Ones to Watch | By Sabrina Davis
In one of the most crowded fast-casual segments, Fresh Mexican, a three-store operation in Baton Rouge, Louisiana, of all places, is preparing itself for national growth. Izzo’s Illegal Burrito has a memorable name, a solid five-year history, and secret family recipes the found-ers say set them apart from the competition.
“We thought long and hard about how to do this right,” says founding partner Gary Kovacs, who has a background in both restaurants and investment banking.
Now all that thinking has paid off. “We are setting the bar in this segment, offering more choices and authenticity,” says Kovacs’s partner Ozzie Fernandez, a culinary school graduate and son of Mexican immigrants. Fernandez managed a fine-dining restaurant for Kovacs before collaborating on Izzo’s.
The Izzo’s tagline, “Roll your own,” emphasizes customer control, whether it’s building a burrito, a signature Burrito in a Bowl, quesadillas, fajitas, or tacos.
Fernandez says Izzo’s offers more meat and vegetable topping choices than most Fresh-Mex concepts, including main ingredients ranging from fajita steak to pork carnitas to grilled mushrooms.
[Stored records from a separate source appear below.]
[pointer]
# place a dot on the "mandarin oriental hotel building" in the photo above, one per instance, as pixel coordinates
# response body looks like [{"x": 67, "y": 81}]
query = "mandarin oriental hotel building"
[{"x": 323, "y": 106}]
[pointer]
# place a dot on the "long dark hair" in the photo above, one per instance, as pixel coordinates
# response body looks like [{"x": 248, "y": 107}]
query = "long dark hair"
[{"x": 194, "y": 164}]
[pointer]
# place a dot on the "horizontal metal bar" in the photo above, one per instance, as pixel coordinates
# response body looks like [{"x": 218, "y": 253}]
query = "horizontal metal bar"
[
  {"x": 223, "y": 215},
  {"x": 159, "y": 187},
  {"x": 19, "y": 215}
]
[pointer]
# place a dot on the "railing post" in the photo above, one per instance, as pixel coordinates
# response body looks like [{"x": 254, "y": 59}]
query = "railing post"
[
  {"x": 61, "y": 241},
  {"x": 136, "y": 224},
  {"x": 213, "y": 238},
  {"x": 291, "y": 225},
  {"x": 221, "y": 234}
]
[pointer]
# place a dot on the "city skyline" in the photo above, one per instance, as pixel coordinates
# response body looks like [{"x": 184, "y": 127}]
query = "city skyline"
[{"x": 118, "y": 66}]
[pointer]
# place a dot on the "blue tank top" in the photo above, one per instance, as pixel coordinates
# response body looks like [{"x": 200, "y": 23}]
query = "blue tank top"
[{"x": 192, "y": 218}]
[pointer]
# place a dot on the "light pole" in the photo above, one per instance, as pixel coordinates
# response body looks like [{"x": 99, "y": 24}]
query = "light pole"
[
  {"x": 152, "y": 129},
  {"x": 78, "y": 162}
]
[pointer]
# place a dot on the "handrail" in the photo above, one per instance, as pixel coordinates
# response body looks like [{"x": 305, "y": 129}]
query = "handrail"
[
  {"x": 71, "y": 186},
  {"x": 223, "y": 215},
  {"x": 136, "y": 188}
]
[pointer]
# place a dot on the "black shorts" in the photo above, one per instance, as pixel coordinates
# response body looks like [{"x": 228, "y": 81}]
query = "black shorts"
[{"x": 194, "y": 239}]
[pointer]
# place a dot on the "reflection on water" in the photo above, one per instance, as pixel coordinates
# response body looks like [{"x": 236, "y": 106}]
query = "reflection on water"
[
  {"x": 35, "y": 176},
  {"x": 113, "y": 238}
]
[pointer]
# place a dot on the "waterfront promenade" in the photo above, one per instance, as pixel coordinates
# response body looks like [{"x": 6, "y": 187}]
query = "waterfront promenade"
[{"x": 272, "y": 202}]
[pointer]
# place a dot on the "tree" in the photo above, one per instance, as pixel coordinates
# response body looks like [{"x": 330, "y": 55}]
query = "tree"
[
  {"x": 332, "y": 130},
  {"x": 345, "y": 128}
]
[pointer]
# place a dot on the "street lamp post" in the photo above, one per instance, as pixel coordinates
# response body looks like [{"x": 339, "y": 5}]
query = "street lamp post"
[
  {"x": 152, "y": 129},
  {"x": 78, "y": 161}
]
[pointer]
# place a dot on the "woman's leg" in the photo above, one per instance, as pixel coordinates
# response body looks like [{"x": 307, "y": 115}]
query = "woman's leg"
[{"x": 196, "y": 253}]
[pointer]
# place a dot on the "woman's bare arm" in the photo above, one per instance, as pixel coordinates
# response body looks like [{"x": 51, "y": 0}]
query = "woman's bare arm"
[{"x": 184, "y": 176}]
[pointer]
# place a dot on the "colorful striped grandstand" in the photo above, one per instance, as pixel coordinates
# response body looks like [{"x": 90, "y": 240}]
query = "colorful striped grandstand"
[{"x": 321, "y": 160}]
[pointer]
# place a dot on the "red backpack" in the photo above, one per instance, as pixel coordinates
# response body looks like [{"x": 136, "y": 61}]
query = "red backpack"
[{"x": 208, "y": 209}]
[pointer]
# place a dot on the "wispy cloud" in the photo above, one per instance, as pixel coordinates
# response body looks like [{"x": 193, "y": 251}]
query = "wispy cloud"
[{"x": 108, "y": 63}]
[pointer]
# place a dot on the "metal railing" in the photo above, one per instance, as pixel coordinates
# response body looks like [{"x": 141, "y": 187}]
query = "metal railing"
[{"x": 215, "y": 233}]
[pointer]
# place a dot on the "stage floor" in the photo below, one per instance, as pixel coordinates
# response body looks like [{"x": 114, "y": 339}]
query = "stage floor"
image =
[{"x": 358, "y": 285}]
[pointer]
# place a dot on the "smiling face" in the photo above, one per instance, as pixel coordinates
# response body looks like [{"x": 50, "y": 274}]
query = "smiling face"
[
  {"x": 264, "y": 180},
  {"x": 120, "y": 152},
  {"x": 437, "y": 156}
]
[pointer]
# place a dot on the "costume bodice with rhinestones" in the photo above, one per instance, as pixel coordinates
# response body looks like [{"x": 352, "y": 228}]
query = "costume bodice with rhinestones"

The 13 toppings include grilled peppers, roasted corn, and cilantro, and Izzo’s offers three types of beans: pinto, black, and refried. There are also several salsas and tortilla flavors. Everything is prepared fresh.
“We tell customers to come experience the difference,” Fernandez says. “We’ve been voted best burrito in Baton Rouge since our beginning.”
“I really would challenge you to find another restaurant that prepares everything in-house as we do,” Kovacs adds. “We do not have a freezer or a can opener.”
Fernandez tweaked some family recipes to make them healthier but otherwise is serving the food he grew up on, including salsas prepared by first fire-roasting jalapeños and fresh tomatoes. The staff shucks the corn in house, roasts it over an open fire, and then cuts the kernels off the cob. The guacamole is made completely with fresh avocados.
The average ticket, Fernandez says, is $7.50. Burritos start in the $5 range for the small size and move up to $13 for the 3-pound version, the restaurant’s namesake, the Illegal Burrito. (Izzo’s comes from founder Ozzie’s name spelled backward, without the “e.”) The burritos and other menu items aren’t just served in house, either: Catering and fajita to-go packs are a growing part of the business.